Nigeria is following Ghana and Zambia in recalculating the size of its economy. When Ghana, a West African oil and gold producer, rebased its data in 2010 in a similar exercise, the value of GDP increased by 75 percent to about $31 billion. The economy of Zambia, Africa’s second-largest copper producer, increased by 25 percent to about $24 billion following data revisions in February.
Regardless of the new GDP number, investment in oil-producing Nigeria is constrained by power and infrastructure bottlenecks, corruption and weak governance. Nigeria’s power supply is less than a 10th of South Africa’s, while the West African nation was ranked at 144 out of 177 countries on Transparency International’s Corruption Perception Index last year.
“Addressing these shortcomings will probably have much more impact on investment than the perception that Nigeria is now a bigger economy,” Gadio said.

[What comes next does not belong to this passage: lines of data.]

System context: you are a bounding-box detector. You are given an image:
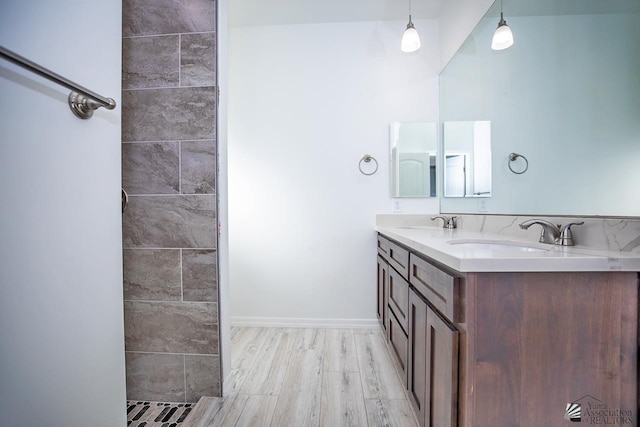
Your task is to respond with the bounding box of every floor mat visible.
[127,400,195,427]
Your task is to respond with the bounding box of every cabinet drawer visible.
[388,268,409,333]
[378,235,409,280]
[409,254,461,322]
[378,234,389,261]
[387,313,408,388]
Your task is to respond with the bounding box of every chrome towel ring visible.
[508,153,529,175]
[358,154,378,176]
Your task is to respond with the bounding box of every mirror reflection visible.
[443,121,491,197]
[440,0,640,216]
[390,122,438,198]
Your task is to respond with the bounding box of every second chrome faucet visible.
[520,219,584,246]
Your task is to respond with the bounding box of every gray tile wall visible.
[122,0,221,402]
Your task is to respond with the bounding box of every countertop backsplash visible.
[376,214,640,253]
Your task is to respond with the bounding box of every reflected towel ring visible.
[508,153,529,175]
[358,154,378,176]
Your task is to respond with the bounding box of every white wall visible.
[438,0,497,71]
[229,20,439,325]
[0,0,126,427]
[216,0,231,386]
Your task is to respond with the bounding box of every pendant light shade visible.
[400,15,420,53]
[491,11,513,50]
[400,0,420,53]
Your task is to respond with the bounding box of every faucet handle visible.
[431,215,457,230]
[557,221,584,246]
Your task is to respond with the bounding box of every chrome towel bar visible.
[0,46,116,119]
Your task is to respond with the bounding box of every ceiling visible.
[229,0,640,27]
[229,0,445,27]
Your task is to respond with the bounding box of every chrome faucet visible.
[431,215,457,230]
[520,219,584,246]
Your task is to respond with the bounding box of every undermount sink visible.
[447,239,550,252]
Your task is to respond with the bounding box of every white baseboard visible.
[231,316,380,329]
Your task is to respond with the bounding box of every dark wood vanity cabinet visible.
[376,255,389,330]
[379,236,640,427]
[407,254,460,427]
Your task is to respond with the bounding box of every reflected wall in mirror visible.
[442,121,491,197]
[390,122,438,198]
[440,0,640,217]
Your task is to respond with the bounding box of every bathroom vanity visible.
[377,226,640,427]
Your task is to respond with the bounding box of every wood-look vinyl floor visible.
[183,327,417,427]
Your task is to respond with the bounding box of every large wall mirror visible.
[389,122,438,198]
[440,0,640,217]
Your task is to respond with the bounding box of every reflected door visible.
[444,154,467,197]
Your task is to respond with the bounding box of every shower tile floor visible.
[127,400,194,427]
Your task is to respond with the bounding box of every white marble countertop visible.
[376,225,640,272]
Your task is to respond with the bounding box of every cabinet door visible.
[407,289,459,427]
[387,310,407,387]
[424,307,459,427]
[407,289,427,427]
[387,267,409,335]
[377,255,389,330]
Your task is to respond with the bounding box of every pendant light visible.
[400,0,420,53]
[491,0,513,50]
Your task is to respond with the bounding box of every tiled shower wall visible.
[122,0,221,402]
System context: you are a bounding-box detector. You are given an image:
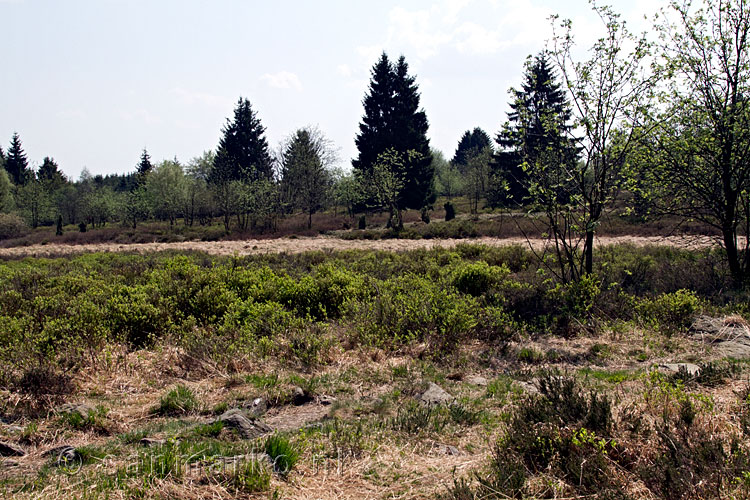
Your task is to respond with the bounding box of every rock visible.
[55,403,96,417]
[690,316,750,359]
[419,382,455,406]
[657,363,701,377]
[0,441,26,457]
[214,409,273,439]
[516,381,539,394]
[242,398,268,418]
[292,386,314,406]
[432,443,462,457]
[318,394,336,406]
[466,375,487,387]
[42,445,81,466]
[138,438,167,448]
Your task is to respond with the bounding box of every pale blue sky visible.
[0,0,664,178]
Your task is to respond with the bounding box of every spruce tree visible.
[352,53,435,209]
[209,97,273,184]
[451,127,492,168]
[130,148,154,191]
[281,129,332,229]
[491,52,577,205]
[5,132,31,185]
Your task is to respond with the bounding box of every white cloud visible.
[336,64,352,78]
[169,87,231,108]
[120,108,162,125]
[260,71,302,91]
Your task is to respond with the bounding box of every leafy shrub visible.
[451,261,510,297]
[443,201,456,222]
[230,459,271,493]
[0,213,29,240]
[151,385,198,416]
[265,434,299,477]
[639,290,701,335]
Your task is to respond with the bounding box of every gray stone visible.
[242,398,268,418]
[318,394,336,406]
[515,380,539,394]
[214,409,273,439]
[55,403,96,417]
[419,382,455,406]
[138,438,167,448]
[690,316,750,359]
[658,363,701,377]
[466,375,487,387]
[0,441,26,457]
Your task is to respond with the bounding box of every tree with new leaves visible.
[209,98,273,184]
[362,148,420,231]
[280,127,336,229]
[490,52,577,206]
[352,53,435,209]
[536,5,654,282]
[647,0,750,286]
[5,132,31,186]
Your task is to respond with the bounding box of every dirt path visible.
[0,236,716,257]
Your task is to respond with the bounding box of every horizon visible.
[0,0,663,180]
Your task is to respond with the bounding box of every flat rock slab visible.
[690,316,750,359]
[657,363,701,377]
[0,441,26,457]
[214,409,273,439]
[55,403,96,417]
[466,375,487,387]
[419,382,456,406]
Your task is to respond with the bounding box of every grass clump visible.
[151,385,198,417]
[264,434,299,477]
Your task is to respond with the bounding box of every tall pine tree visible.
[490,52,578,205]
[352,53,435,209]
[5,132,31,185]
[209,97,273,184]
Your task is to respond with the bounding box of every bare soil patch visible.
[0,236,718,257]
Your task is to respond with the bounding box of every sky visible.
[0,0,666,179]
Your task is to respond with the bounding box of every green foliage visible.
[265,434,299,477]
[0,213,29,240]
[151,385,198,416]
[638,290,701,335]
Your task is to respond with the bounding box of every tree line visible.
[0,0,750,284]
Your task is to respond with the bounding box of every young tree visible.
[352,53,435,213]
[280,128,336,229]
[363,148,419,231]
[536,5,654,282]
[209,98,273,184]
[491,52,577,206]
[5,132,31,185]
[650,0,750,286]
[432,149,466,199]
[146,159,187,226]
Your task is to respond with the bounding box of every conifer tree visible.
[281,128,334,229]
[451,127,492,167]
[209,97,273,184]
[5,132,31,185]
[491,52,577,205]
[352,53,435,209]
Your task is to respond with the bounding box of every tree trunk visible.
[583,231,594,274]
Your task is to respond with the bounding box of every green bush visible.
[151,385,198,416]
[0,213,29,240]
[638,290,701,335]
[265,434,299,477]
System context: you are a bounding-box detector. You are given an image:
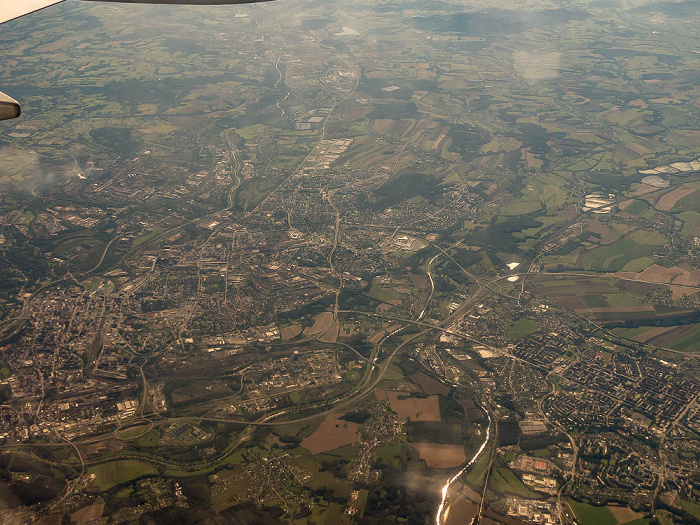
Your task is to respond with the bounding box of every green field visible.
[582,231,665,272]
[568,500,617,525]
[489,468,540,499]
[88,459,157,490]
[505,319,540,339]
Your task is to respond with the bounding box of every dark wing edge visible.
[0,91,22,120]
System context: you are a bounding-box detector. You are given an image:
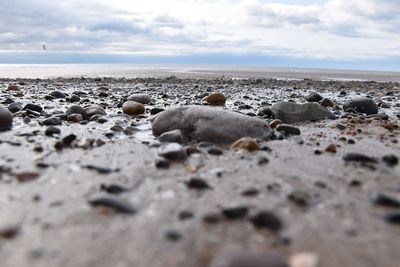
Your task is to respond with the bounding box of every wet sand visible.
[0,78,400,267]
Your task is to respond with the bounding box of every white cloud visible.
[0,0,400,58]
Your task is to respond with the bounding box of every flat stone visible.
[122,101,146,116]
[276,124,301,135]
[0,105,13,131]
[152,106,271,144]
[158,143,187,160]
[271,102,336,123]
[343,97,378,115]
[127,94,153,105]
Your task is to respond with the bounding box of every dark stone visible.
[222,207,249,220]
[88,194,136,214]
[276,124,301,135]
[250,211,283,232]
[382,155,399,167]
[186,178,211,190]
[42,117,62,126]
[343,153,378,163]
[24,104,43,113]
[8,102,22,113]
[44,126,61,136]
[306,92,323,102]
[343,97,378,115]
[372,193,400,208]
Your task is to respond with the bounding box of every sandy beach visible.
[0,76,400,267]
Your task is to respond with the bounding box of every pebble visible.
[250,211,283,232]
[343,97,378,115]
[231,137,260,151]
[65,105,88,120]
[122,101,146,116]
[158,130,184,144]
[0,105,13,131]
[227,255,289,267]
[152,106,271,144]
[276,124,301,135]
[127,94,153,105]
[343,153,378,163]
[85,105,107,118]
[158,143,187,160]
[88,194,136,214]
[271,102,336,123]
[222,206,249,220]
[204,92,226,106]
[306,92,323,102]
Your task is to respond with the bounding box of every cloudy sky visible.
[0,0,400,71]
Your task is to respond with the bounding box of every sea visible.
[0,64,400,82]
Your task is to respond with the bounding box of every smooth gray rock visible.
[343,97,378,115]
[153,106,271,144]
[271,102,336,123]
[0,105,13,131]
[127,94,153,105]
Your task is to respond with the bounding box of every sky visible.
[0,0,400,71]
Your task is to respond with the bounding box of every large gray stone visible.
[271,102,336,123]
[0,105,13,131]
[343,97,378,115]
[153,106,271,144]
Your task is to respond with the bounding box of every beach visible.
[0,76,400,267]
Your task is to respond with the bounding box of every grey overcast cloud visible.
[0,0,400,67]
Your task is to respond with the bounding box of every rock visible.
[152,106,271,144]
[343,97,378,115]
[382,155,399,167]
[24,104,43,113]
[271,102,336,123]
[158,130,183,144]
[321,98,335,107]
[276,124,301,135]
[15,171,40,183]
[372,193,400,208]
[7,84,20,92]
[127,94,153,105]
[50,91,66,98]
[8,102,22,113]
[158,143,187,160]
[231,137,260,151]
[204,92,226,106]
[250,211,283,232]
[343,153,378,163]
[306,92,323,102]
[227,255,289,267]
[42,117,62,126]
[85,105,107,118]
[65,105,88,120]
[222,206,249,220]
[44,126,61,136]
[186,178,211,190]
[289,252,319,267]
[88,194,136,214]
[122,101,146,116]
[0,105,13,131]
[269,119,282,129]
[288,191,310,207]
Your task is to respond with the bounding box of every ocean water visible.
[0,64,400,82]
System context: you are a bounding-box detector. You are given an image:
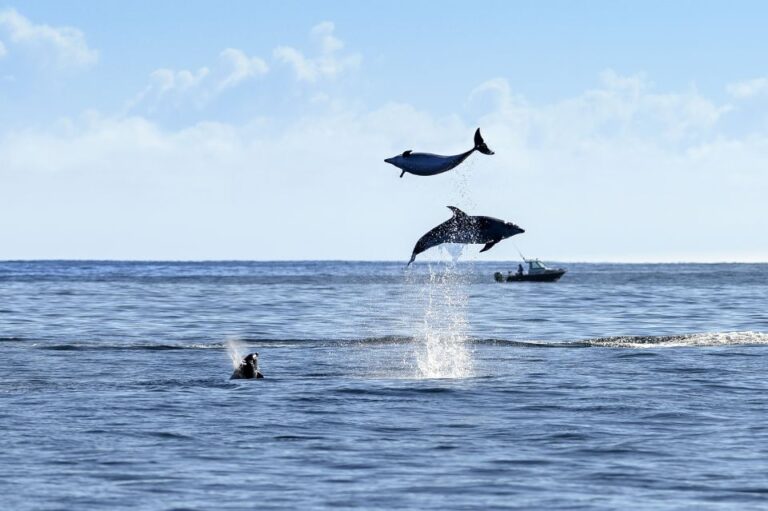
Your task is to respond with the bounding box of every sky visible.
[0,0,768,262]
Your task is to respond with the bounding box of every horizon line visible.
[0,258,768,264]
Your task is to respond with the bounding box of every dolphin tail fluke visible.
[480,240,499,252]
[475,128,493,154]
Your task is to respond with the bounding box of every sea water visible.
[0,261,768,510]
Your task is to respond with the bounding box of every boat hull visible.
[496,270,566,282]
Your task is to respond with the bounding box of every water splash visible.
[224,339,246,369]
[414,245,474,378]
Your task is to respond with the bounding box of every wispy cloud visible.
[134,48,269,109]
[6,69,768,260]
[273,21,362,82]
[0,9,99,68]
[725,77,768,99]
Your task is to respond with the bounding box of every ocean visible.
[0,261,768,510]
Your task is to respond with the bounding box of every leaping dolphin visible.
[408,206,525,265]
[384,128,493,177]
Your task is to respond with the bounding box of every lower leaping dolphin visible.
[384,128,493,177]
[408,206,525,265]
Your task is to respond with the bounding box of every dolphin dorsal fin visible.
[447,206,468,218]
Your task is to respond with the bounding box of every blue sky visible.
[0,1,768,261]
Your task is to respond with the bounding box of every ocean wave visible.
[16,331,768,351]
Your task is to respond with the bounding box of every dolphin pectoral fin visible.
[480,240,500,252]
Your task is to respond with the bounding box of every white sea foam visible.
[585,331,768,348]
[413,245,474,378]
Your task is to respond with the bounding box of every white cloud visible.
[216,48,269,90]
[273,21,362,82]
[0,9,99,68]
[726,78,768,99]
[129,48,269,110]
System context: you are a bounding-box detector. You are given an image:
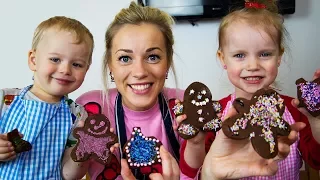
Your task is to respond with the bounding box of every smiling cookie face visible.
[71,114,117,164]
[174,82,221,139]
[123,127,162,174]
[222,89,290,159]
[296,78,320,117]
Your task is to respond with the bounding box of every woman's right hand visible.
[0,134,16,162]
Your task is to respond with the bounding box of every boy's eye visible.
[119,56,130,63]
[50,58,60,63]
[233,54,244,58]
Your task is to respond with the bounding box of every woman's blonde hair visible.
[102,1,177,93]
[32,16,94,65]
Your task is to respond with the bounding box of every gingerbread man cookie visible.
[71,114,118,164]
[123,127,162,173]
[222,89,291,159]
[173,82,221,139]
[7,129,32,153]
[296,78,320,117]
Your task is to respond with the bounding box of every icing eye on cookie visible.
[173,82,221,139]
[222,89,291,159]
[123,127,162,172]
[296,78,320,117]
[71,114,118,164]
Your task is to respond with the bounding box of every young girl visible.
[0,16,94,180]
[180,0,320,179]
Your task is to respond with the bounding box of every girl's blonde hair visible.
[218,0,288,52]
[32,16,94,65]
[102,1,177,93]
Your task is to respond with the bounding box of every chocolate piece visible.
[222,89,291,159]
[7,129,32,153]
[123,127,162,172]
[71,114,118,164]
[296,78,320,117]
[173,82,221,139]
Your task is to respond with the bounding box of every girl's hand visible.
[201,107,305,179]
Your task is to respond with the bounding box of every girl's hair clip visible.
[244,2,267,9]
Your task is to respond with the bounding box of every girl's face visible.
[218,22,282,98]
[109,23,168,111]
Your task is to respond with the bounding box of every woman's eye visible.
[50,58,60,63]
[148,55,160,63]
[119,56,130,63]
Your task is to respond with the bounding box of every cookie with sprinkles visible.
[296,78,320,117]
[123,127,162,173]
[222,89,291,159]
[71,114,118,164]
[173,82,221,139]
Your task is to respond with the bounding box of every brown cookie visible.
[71,114,118,164]
[174,82,221,139]
[296,78,320,117]
[123,127,162,169]
[7,129,32,153]
[222,89,291,159]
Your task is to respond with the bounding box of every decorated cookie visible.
[7,129,32,153]
[123,127,162,173]
[222,89,290,159]
[71,114,117,164]
[173,82,221,139]
[296,78,320,117]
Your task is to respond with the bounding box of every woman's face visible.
[109,23,169,111]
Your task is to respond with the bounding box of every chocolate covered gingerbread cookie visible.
[123,127,162,173]
[296,78,320,117]
[7,129,32,153]
[174,82,221,139]
[71,114,118,164]
[222,89,291,159]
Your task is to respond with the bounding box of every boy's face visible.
[28,28,91,102]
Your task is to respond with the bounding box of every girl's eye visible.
[119,56,130,63]
[50,58,60,63]
[72,63,83,68]
[233,54,244,58]
[148,54,160,63]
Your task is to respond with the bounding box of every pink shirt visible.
[76,88,184,180]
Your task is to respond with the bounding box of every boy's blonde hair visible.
[102,1,177,92]
[218,0,288,52]
[32,16,94,65]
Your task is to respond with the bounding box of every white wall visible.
[0,0,320,99]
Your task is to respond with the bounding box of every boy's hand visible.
[0,134,16,162]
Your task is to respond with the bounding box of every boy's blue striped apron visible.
[0,86,72,180]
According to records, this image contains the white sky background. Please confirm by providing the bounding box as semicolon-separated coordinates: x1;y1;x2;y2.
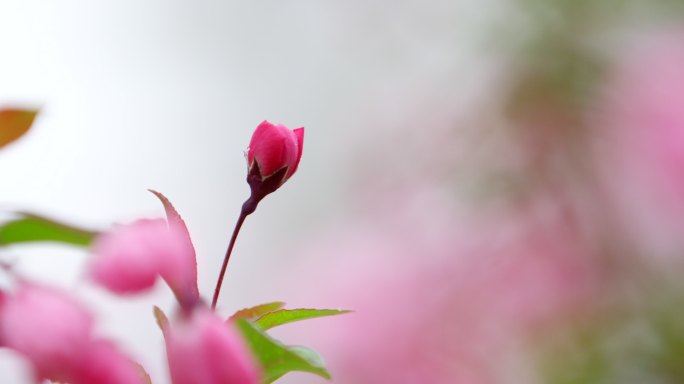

The revisions will increase the number of industries measured by the statistics agency to 46 from 33 and give greater weighting to sectors, such as telecommunications, financial services, insurance, real estate and film-making.
The new numbers will probably lower Nigeria’s debt-to-GDP ratio, while reducing the proportion of government revenue to GDP.
“Crucially, what is not always clear is how governments then respond to these new ratios,” David Cowan, an Africa economist at Citigroup Inc. in London, said in an e-mailed response to questions. “Do they think they can borrow a lot more, or do they think the best policy response is to boost tax revenue? The latter is clearly the better policy response.”
The naira has dropped 2.1 percent against the dollar this year and was trading at 163.89 on the interbank market as of 11 a.m. in Lagos, the commercial capital.
Per capita GDP in Nigeria is estimated at $2,666, according to data from the World Bank, compared with $11,255 in South Africa.
The NBS’s most recent poverty survey, published in 2012, shows that 61 percent of Nigerians were living on less than a dollar a day in 2010, up from 52 percent in 2004. In the desert northeast, where Amnesty International estimates at least 1,500 people have been killed this year as security forces battle a Islamist insurgency, poverty rates may be even higher.
Nigeria emerging as the biggest economy in Africa “changes nothing in terms of the challenges facing the economy -- the need to build infrastructure,” Cowan said. “Nigeria will remain a poor country in terms of per capita income, even compared to South Africa.”